Electrically pumped light emission from silicon color centers was achieved.

Emission intensity increases exponentially with current until saturation.

Spectral homogeneity of the emitters improves under electrical driving.

Abstract

Silicon color centers (SiCCs) have recently emerged as potential building blocks for light emitters in Si photonics, quantum emitters with spin storage capabilities, and Si-based quantum repeaters. We have recently developed a non-invasive method to engineer carbon-related SiCCs confined to ultra-thin nanolayers within a pristine crystalline environment, which is of utmost importance for the photostability of SiCCs. Here, we demonstrate embedding these C-doping-based SiCCs into the only 9 nm wide intrinsic region of a p-i-n diode using the epitaxial self-assembly of color centers.
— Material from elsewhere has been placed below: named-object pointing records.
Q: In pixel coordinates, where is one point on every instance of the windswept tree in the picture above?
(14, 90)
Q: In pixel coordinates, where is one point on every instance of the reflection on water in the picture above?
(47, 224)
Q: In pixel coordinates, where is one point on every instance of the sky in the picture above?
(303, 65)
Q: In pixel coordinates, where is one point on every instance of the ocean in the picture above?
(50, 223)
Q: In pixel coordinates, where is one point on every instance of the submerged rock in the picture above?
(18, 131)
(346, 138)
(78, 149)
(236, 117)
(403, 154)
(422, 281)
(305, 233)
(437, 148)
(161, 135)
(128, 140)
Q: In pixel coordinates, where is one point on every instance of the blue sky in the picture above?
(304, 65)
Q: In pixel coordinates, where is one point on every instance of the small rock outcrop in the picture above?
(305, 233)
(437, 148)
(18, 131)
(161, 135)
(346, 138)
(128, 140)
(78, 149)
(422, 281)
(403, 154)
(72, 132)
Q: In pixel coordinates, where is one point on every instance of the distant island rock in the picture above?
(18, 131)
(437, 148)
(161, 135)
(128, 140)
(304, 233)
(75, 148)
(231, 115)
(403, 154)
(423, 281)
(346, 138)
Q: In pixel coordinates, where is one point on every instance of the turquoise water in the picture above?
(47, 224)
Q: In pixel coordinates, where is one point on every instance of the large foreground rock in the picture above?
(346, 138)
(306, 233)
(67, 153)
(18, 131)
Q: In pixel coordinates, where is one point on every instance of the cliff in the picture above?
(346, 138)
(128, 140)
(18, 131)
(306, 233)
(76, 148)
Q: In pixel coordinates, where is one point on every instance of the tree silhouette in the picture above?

We report electrically-pumped light emission with an exponential increase in the intensity as a function of the driving current until saturation. We associate this property with the shift of quasi-Fermi-level position upon electrical driving, which simultaneously improves the spectral homogeneity of the engineered SiCCs. Our study demonstrates the electrical control and driving of near-infrared emitters in high-quality silicon diodes, an essential milestone for advancing classical and quantum optoelectronics.